Studies looking into the indirect impacts of CMTV outbreaks on European amphibians are also rare. Field-based studies aimed at understanding how outbreaks of ranavirosis due to CMTV impact the structure of continental European amphibian populations through mechanisms such as age truncation or impinged recruitment will also allow for more accurate predictions of the impact of CMTV on amphibian populations across the continent. Additionally, understanding which regions of continental Europe stand to be more heavily impacted by the spread of ranavirosis requires that we understand which regions harbor the highest number of susceptible species. In vivo challenge experiments could help provide this information. Coupled with an effective surveillance project, likely partially implemented using e-DNA techniques, conducted at the leading edge of disease emergence, precious conservation resources can be targeted towards those regions which are most in peril or those regions where intervention stands the greatest chance of success.

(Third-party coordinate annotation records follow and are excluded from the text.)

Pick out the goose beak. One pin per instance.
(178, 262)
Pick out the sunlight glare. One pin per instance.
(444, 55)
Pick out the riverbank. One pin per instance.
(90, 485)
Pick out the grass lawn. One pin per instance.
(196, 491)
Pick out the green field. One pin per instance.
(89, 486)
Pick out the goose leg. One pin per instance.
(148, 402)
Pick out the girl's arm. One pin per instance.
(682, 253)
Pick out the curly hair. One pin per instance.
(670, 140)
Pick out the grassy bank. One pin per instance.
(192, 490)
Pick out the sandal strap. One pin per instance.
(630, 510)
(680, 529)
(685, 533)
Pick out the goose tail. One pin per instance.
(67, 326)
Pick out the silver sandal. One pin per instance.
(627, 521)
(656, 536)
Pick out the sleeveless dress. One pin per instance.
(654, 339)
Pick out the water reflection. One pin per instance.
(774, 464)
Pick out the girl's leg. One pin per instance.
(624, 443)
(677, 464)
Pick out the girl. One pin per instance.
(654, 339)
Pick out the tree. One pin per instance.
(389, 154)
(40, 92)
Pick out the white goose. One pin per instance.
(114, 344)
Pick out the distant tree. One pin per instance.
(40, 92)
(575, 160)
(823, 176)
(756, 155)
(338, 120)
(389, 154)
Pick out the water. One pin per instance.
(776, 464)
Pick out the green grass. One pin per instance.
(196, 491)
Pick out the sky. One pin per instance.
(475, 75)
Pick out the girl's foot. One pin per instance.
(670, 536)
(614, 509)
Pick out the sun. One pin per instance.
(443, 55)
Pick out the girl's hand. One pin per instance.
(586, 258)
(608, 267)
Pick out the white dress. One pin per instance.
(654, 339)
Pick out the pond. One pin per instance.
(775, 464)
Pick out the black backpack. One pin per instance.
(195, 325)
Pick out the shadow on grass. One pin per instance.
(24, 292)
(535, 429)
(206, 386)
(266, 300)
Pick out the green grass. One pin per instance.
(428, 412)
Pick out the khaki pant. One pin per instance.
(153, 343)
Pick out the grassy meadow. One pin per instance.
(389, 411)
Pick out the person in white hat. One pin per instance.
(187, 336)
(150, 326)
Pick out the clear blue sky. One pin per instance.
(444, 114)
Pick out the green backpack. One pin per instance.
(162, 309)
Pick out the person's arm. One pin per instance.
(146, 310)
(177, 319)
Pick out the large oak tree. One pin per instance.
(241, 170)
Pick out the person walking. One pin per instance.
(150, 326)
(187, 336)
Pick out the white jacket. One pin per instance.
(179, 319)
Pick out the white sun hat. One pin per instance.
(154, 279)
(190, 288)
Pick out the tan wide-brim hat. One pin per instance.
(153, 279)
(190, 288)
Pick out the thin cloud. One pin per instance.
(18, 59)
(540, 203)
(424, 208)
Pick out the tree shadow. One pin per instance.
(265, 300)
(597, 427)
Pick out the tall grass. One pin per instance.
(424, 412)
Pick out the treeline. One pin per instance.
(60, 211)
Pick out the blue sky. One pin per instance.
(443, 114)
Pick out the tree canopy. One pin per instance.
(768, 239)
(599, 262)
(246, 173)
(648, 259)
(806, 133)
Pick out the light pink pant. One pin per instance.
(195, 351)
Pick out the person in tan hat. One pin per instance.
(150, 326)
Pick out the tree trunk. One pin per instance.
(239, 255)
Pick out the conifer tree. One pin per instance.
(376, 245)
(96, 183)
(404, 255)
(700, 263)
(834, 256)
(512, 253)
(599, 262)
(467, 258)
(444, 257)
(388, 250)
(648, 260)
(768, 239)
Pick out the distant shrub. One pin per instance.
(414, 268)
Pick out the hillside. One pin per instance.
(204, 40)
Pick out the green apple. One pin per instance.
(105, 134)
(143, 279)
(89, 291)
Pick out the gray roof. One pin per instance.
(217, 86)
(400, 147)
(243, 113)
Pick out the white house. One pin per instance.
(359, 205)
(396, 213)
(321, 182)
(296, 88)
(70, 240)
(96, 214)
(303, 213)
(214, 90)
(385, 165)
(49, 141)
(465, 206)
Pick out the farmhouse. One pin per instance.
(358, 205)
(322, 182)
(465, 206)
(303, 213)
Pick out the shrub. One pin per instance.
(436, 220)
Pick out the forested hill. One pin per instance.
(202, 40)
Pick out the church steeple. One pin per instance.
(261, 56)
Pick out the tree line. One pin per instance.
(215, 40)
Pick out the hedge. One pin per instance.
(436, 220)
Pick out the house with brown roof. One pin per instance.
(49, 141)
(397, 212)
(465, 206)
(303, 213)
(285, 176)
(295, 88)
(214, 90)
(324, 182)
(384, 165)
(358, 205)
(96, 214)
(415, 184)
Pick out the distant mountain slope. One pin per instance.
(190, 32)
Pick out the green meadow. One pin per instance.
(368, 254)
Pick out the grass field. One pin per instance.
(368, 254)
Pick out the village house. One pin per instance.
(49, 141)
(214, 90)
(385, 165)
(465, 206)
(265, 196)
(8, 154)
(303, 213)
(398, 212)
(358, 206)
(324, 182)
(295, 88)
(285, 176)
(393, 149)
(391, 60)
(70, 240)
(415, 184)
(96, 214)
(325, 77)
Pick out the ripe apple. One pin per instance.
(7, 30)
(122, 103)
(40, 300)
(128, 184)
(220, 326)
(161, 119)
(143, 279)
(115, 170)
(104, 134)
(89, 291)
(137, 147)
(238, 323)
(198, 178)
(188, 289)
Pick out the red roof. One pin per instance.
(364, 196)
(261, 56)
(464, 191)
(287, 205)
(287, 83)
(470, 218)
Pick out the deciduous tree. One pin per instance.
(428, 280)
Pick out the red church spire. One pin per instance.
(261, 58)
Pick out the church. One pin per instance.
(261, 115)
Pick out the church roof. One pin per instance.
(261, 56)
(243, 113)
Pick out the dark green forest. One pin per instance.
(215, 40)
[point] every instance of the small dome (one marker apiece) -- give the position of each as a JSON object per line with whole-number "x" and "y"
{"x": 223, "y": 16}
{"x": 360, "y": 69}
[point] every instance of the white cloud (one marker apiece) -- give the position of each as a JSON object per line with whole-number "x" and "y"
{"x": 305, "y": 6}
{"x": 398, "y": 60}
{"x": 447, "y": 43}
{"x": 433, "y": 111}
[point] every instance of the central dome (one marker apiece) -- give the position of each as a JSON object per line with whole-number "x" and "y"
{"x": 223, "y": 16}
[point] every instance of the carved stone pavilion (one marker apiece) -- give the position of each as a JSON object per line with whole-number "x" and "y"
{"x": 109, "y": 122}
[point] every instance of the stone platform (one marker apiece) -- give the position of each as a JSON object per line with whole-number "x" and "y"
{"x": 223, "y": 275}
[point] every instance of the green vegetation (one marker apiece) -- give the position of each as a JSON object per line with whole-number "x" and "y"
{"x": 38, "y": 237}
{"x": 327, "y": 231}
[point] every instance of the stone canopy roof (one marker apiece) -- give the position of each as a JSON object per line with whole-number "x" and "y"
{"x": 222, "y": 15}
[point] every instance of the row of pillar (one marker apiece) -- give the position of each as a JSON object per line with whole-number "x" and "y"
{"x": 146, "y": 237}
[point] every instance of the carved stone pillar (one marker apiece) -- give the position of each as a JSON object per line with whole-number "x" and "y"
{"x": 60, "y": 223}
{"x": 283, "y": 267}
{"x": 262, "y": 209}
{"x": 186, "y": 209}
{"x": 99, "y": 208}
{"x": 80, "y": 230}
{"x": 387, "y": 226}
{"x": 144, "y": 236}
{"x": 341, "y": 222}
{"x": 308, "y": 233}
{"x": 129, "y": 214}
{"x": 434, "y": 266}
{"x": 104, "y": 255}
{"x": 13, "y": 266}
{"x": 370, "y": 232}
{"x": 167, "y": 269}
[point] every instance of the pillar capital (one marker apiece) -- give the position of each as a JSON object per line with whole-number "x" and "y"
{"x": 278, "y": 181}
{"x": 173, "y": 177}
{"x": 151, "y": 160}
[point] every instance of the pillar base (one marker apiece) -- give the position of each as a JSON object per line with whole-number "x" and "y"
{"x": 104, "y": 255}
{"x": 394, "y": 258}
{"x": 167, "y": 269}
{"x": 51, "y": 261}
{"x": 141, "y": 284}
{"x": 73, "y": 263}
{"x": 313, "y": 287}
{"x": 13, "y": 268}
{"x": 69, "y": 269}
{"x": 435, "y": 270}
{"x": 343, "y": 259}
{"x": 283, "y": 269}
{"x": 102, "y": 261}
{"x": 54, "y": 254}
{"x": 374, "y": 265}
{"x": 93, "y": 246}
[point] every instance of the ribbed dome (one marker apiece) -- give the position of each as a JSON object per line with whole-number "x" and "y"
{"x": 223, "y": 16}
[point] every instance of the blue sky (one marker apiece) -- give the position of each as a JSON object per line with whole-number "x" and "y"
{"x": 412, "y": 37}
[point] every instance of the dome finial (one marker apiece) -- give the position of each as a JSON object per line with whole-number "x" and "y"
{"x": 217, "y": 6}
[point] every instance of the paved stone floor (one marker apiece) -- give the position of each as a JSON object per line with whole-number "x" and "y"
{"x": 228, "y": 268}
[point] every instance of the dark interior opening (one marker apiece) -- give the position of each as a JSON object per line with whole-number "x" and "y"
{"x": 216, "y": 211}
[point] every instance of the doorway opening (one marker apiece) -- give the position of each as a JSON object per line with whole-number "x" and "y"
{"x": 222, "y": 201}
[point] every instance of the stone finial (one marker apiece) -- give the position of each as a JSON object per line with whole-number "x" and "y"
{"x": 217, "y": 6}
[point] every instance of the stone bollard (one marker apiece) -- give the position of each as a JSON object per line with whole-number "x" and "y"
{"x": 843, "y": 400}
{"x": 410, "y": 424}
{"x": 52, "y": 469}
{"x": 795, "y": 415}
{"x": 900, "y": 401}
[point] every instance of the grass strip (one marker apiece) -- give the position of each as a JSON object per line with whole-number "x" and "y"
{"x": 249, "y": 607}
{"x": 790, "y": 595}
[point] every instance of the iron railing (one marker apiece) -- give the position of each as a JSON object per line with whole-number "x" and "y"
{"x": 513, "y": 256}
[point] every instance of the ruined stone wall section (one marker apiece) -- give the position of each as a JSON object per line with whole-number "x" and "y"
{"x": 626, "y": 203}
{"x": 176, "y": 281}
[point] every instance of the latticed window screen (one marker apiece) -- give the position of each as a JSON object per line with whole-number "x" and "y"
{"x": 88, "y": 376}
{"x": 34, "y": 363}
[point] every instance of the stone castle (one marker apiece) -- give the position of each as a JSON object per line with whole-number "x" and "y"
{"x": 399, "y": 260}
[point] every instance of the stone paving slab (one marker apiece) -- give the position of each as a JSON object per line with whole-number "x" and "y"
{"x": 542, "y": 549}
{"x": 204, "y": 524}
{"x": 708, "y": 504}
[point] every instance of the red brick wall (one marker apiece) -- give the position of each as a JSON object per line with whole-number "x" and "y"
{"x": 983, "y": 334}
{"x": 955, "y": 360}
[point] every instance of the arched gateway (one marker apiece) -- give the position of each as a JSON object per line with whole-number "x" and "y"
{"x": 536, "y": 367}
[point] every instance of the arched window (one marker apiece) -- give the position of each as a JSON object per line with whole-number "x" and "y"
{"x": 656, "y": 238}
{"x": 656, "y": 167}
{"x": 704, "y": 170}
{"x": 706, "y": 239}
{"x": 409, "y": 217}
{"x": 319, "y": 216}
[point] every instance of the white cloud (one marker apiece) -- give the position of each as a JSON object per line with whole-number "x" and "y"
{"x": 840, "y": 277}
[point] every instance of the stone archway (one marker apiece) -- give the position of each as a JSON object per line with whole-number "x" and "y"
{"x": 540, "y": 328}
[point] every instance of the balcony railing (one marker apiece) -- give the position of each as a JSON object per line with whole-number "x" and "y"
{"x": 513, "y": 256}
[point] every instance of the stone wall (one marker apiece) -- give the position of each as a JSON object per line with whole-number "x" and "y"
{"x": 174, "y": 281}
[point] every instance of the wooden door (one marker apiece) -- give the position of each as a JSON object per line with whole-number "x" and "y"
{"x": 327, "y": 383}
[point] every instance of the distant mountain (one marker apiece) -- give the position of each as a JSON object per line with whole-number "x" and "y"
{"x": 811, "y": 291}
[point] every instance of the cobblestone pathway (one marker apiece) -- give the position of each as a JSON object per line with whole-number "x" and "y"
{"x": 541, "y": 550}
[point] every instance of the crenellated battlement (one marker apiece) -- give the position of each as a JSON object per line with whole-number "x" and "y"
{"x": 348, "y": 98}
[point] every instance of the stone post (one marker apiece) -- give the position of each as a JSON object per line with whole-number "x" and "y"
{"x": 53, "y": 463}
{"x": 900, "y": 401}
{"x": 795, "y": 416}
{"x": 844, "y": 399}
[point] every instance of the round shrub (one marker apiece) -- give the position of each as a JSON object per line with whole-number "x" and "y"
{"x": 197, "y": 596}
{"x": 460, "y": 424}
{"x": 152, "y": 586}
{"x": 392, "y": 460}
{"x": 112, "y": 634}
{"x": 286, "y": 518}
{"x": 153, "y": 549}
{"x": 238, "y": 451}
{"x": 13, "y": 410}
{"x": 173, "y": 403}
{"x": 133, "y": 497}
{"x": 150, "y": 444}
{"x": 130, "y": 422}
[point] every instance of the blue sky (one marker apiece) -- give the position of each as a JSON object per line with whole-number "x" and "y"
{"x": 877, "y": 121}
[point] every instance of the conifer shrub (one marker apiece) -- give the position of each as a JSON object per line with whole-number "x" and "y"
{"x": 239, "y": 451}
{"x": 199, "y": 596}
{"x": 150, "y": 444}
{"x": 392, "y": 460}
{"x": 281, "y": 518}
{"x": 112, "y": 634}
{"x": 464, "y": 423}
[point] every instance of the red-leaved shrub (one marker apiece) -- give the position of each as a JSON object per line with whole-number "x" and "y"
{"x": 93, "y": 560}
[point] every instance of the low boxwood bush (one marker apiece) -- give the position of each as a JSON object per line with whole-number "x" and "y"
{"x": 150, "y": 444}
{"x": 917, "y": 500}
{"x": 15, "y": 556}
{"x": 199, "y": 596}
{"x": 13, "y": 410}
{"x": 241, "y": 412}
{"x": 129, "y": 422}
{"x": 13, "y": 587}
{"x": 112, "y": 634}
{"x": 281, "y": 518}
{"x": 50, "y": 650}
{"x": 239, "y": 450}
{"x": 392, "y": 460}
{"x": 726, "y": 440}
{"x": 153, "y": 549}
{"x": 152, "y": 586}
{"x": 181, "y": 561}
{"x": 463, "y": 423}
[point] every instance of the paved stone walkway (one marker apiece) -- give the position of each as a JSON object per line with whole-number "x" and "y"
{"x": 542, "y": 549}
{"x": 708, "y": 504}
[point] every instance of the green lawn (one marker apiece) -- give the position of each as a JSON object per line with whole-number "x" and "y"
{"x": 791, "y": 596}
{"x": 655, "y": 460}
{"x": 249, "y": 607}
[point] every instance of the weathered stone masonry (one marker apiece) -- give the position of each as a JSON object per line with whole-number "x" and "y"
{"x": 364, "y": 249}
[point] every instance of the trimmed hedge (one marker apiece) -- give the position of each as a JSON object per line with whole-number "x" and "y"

Recent events have demonstrated the critical importance of well-parameterised epidemiological models in predicting the spread of emerging diseases and designing and implementing successful mitigation strategies (or not). A small number of studies have attempted to apply various types of epidemiological models to the emergence of ranaviruses in Europe (Campbell et al. 2018a; Duffus et al. 2019), and have provided useful insight into several aspects of host–ranavirus interactions in a European context. Despite this, these studies have also demonstrated that a dearth of knowledge regarding the basic ecology of European amphibians and the ranaviruses that infect them can result in tenuous parameterization of these models from the literature, often drawn from studies focused on distantly related host species or systems with which there is minimal apparent ecological overlap (Campbell et al. 2018a; Duffus et al. 2019). Refining our understanding of host-ranavirus interactions requires that we quantify and incorporate fundamental ecological variation into our models. Within populations, individuals will vary markedly in key life history traits such as growth rate, reproductive output, migration propensity, and (immune) genotype. Likewise, the ranaviral genomic variants hosts are exposed to are expected to vary in replication rates and subsequent transmission potential. Collectively these traits will interact to influence parameters such as the likelihood, frequency, and intensity of ranavirus infection within, and transmission among, amphibian populations. Tackling these knowledge gaps will undoubtedly require long term data sets of marked individuals paired with frequent monitoring, quantification, and genotyping of ranaviral genomic variants to understand the factors governing long term probability of persistence of both pathogen and hosts in natural populations. Using these long-term data sets to quantify rates of disease transmission within and among populations will undoubtedly lead to strong epidemiological models, increasing the accuracy with which researchers can make predictions about the spread of these deadly emerging pathogens.